The definition of DFI also remains heterogeneous.11) Traditionally, DFI is defined as the period of time between the primary treatment of a malignancy and the first sign of disease recurrence or metastatic spread. It is generally accepted as an indicator of the rate of disease progression and thereby correlated with prognosis. However, DFI appears frequently in current literature defined as the period of time between primary cancer treatment and the first sign of lung metastases or date of pulmonary metastasectomy.3,5,15,21,23,24,35,45,50,51,58) This definition, unless explicitly stated, fails to acknowledge if extrapulmonary metastases have developed prior to lung metastases. Perhaps even more problematic is when DFI is calculated as the time from primary treatment until the date of pulmonary metastasectomy,5,23) as clearly the date of metastasectomy does not equate to the date of relapse. Commonly, a suspicious nodule discovered during follow-up is monitored for sinister signs of growth or evolution and consequently may not be resected until months or years after first being detected. A significant overestimation of DFI can therefore occur and this must be considered when interpreting results. Ultimately, while the traditional definition of DFI may arguably be a more accurate reflection of disease progression, it is still difficult to ascertain and can be inaccurate. It is dependent on the symptoms of relapse and the degree of comprehensive follow-up imaging. But with the current practice of regular radiological surveillance to detect disseminated disease, it can allow for a much more reliable estimation of true DFI.

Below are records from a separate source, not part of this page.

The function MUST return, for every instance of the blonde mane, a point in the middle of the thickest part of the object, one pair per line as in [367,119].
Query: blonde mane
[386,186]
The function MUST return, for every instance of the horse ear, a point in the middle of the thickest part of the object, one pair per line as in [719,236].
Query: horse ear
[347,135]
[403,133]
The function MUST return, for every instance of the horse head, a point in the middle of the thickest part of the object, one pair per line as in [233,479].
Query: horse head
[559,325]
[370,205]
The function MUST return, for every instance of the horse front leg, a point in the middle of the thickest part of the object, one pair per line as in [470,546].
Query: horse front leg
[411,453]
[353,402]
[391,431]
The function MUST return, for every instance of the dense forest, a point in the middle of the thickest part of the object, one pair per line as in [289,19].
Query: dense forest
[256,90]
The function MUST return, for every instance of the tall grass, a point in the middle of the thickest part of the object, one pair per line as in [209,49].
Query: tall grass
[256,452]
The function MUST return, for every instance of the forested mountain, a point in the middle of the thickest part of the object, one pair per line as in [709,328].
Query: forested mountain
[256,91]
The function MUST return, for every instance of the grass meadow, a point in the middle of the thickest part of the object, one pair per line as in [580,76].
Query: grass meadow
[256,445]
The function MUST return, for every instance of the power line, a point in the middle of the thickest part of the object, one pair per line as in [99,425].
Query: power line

Complete vs incomplete resection

Standard oncological principles have always mandated the complete resection lung metastases, wherever possible, to reduce the risk of local recurrence. In the last few decades, completeness of resection has been consistently shown to be a predictor of improved survival following pulmonary metastasectomy.1,14,20,54,62) Actuarial survival after complete metastasectomy is 36% at 5 years and 26% at 10 years compared with survival of 13% at 5 years and 7% at 10 years following incomplete resection.1) Murthy et al. in 2005 reported completeness of resection as critical to survival. By examining 92 patients with metastatic renal cell cancer, they compared 63 patients who had complete resection with 29 patients who underwent incomplete resection. Results demonstrated 3-year and 5-year survival rates following complete resection of 59% and 42%, respectively, compared with 22% and 8%, respectively, following incomplete resection. They concluded that incomplete resection is the strongest predictor of poor survival.62) More recently, in 2013 Younes et al. retrospectively compared 120 patients with colorectal pulmonary metastases. They demonstrated a highly significant difference in median survival following complete and incomplete resection of 34.9 months and 12.2 months, respectively.20) Countless publications have since elicited similar results and surgical approaches that ensure clear margins with no residual macroscopic or microscopic disease are now standard practice.40,59,60)

Surgical approach

While it is unanimous that complete resection is vital for survival benefit, the surgical approach used to achieve complete resection not universal. Open thoracotomy and minimally invasive video-assisted thoracoscopic surgery (VATS) are currently the most common surgical approaches, with median sternotomy and clamshell thoracotomy less commonly discussed. Historically, posterolateral thoracotomy was standard practice. Proponents today maintain that an open approach allows for the bimanual palpation of an entire lung to detect small nodules not seen on imaging.11,25,42,57) In mid-1990s, the advent of VATS for lung metastases raised concerns over its apparent limited ability to palpate the lung for small lesions through minimally invasive incisions.73) In 1996, McCormack et al. prospectively evaluated the role of VATS by first performing thorascopic resection of all radiographically detected disease followed by a thoracotomy and bimanual palpation, revealing that 56% of patients had residual metastatic lesions after VATS resection.74) Thus, fears emerged that residual disease may remain without comprehensive bimanual palpation, leading to higher recurrence rates and poorer survival outcomes.25,73) However, since the 1990s significant advancements in high-resolution helical computed tomography (CT) technology, combined positron emission tomography (PET)-CT scanning57) and considerable refinements in minimally invasive surgical techniques have occurred. These improvements in the modern era have heralded the increasing the ability to detect and resect even small sub-centimeter lung nodules which were previously unseen. The clear division in opinions was surveyed by the European Society of Thoracic Surgeons (ESTS). In 2008, they reported a large-scale survey of current pulmonary metastasectomy practices, with Internullo et al. revealing that 65.1% consider lung palpation to be mandatory, 34.9% consider it not always necessary, and 40% use a thorascopic approach with curative intent.75)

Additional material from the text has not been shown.